In the end the companies aren't taxed, they just pass the cost downwards to the consumer, it's a VAT with many extra steps.

RickJWagner•4mo ago
Please explain, I don’t follow.
impure•4mo ago
I’m surprised they didn’t lower it given the attempts to politicize the fed and the firing of the BLS chief. Also this is quite a short term outlook. Tariffs are likely to cause a stagflationary scenario which could lower government revenue in the long term.
wnissen•4mo ago
It does make you wonder what would cause a downgrade. The debates over the debt ceiling have certainly brought the U.S. closer to default than I would ever have thought. It's true that the U.S. can never run out of dollars, so in once sense it's not possible for a bondholder not to get paid back. But the political environment, the potential unreliability of previously iron-clad data, economic disruption from tariffs, and behavior from the Federal Reserve, these all seem to make an unlikely event much more likely.
rich_sasha•4mo ago
US government debt ratings by US rating agencies are now a bit of a joke. We saw what happened when a minor comedian made a joke adjacent to Charlie Kirk - that joke was, at worst, bad taste, in the context of the tragic and unjustifiable murder. Trump personally tried to destroy that guy.

What happens to rating agencies that dare cut US ratings? Surely nothing good. So they will keep saying things are good - either because they are, or because they aren't, but they cannot say.

But then of course ratings, especially of sovereign debt, are kind of meaningless anyway. The ratings agencies don't have any extra information or deeper analysis available. They know as much as a basic investor, but have no upside in being smarter. The ratings revisions are always reactive, and only really matter because plenty of investors have to avoid bonds below a certain grade.

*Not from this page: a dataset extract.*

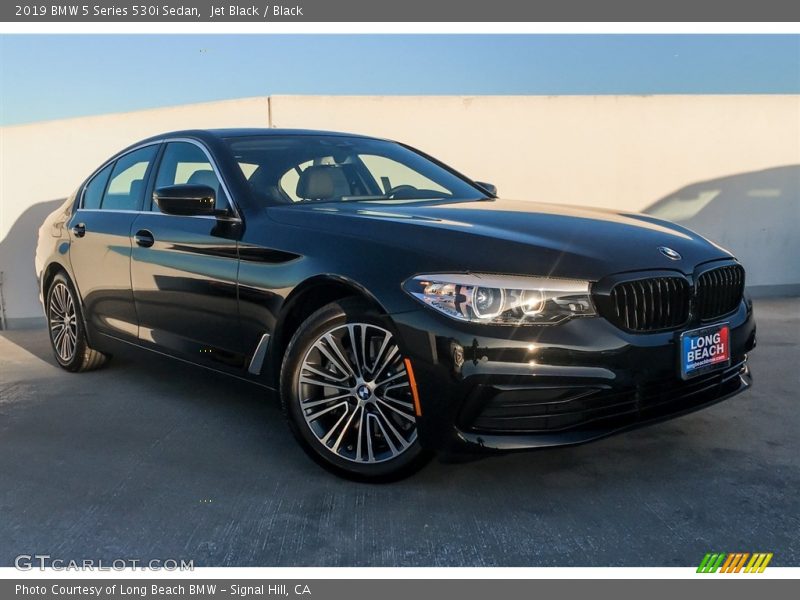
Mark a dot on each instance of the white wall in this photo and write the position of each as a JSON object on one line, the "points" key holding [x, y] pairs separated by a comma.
{"points": [[43, 163], [624, 152]]}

So it's a demeaning of a meaningless number perhaps.

viraptor•4mo ago
https://archive.is/20250819182310/https://www.reuters.com/bu...
keernan•4mo ago
>>August 19, 2025
notmyjob•4mo ago
The tarrifs may be ruled unconstitutional in November and the bond market might react abruptly if the US has to pay back much of the 150 billion or so collected from tariff payers so far. The Supreme Court hears the case on November 6th. If the tarrifs are a reason to maintain the bond rating, their sudden removal and the requirement to pay them back will be semi-catastrophic depending on who you ask. Lutnick laughs at the idea when pressed on CNBC, while Trump says it would be catastrophic for the country. (Lutnick claims to be out of the market but has said that Cantor-Fitzgerald has a “shit ton” of bitcoin, which could explain that divergence of sentiment regarding the upcoming hearing.)